"We have created a space for sixth-, seventh- and eighth-graders that is more of a home," said Parker, the head of school. "Just as 4-year-olds need a space, so do middle-schoolers."
Kristi Cumming, chair of the Park City Day School board of trustees, said that when the board decided to develop the building, they did so because it is up to the board to carry the mission of the school and expand the minds and bodies of its students.
Lindsay Wellman, middle school director, spoke about the bracelets that the middle school students wore to remind them of their individual goals as well as to tie them together as a community. She then thanked the board of trustees.
"I would like to highlight how grateful we are for a special place to hold our special students," Wellman said.
Miner-Farra, associate head of school, had the audience turn and face the projector screen she had pulled out for Shaun Roberts and Paige Anderson to give a special PowerPoint presentation for the occasion.
Two seventh-grade students and student government representatives of the marketing committee, Roberts and Anderson's presentation highlighted what they listed as the "Top 5 Amazing Things About the New Middle School."
The first of the five is an area called "the commons." It is an open area stocked with colorful rugs, couches, tables and chairs where students can gather after school and work on homework or projects.
The second is the "open, spacious lockers" that fit their entire backpacks. Roberts said the lockers before were "loud and noisy" as well as small. The third is the large cafeteria where the students can socialize with other grade levels.

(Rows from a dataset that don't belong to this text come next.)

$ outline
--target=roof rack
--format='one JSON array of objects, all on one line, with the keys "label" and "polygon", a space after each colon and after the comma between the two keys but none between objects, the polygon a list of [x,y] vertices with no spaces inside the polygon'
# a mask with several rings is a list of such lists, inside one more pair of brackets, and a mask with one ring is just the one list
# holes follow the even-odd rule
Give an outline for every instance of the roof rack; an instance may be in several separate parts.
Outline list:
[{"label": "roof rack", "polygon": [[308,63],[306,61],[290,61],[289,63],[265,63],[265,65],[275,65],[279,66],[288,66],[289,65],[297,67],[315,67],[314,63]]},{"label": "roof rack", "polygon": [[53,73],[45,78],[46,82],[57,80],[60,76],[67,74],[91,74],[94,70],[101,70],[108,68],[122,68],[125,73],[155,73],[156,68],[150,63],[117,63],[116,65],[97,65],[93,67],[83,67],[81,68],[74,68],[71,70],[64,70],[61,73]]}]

"During lunch, the entire middle school can get together, and it makes it easier to socialize, talk and have fun with the other grades instead of just our own," Anderson said.
The fourth is the science lab where Roberts was excited to have enough space to dissect a lamb brain later in the week. She said that last year, students only performed one science experiment with water due to the small space in the original building.
Lastly, the two praised the student government, which "allows everybody to have a say." The student government consists of three committees - school culture, marketing and sustainability - with two representatives each to help implement the ideas of the committees to have a "more student-run school."
When the presentation was over and the ribbon was cut, the students, teachers and parents walked down the road to the multi-purpose room in the main building, where Academic Dean Melanie Pickens hosted an assembly focused on a new technology initiative.
Pickens explained to students and parents how the new technology - Apple iPads, Macbook Pros and iMacs - were not going to take the place of instruction but complement traditional teaching.
"From the stone age to the space age to today - what is our future?" Pickens asked of the audience in her slideshow presentation.
"We will teach our teachers how to use technology to enhance the learning process and enhance the student's ability to demonstrate knowledge," Miner-Farra said.
After the assembly, students celebrated with juice and cake as well as an apple with a green, construction paper leaf that read "BYTE into an Apple." Miner-Farra said it was the official Apple slogan from the 1970s when the company was advertising early computer models.
With a new middle school building and new technology, Miner-Farra is confident that the Park City Day School is poised for future success.
""[The students] have been using [these tools] all their lives, know how to use them, and they are going to figure out ways of using them that we don't even anticipate," Miner-Farra said. "It's that partnership that we are looking for."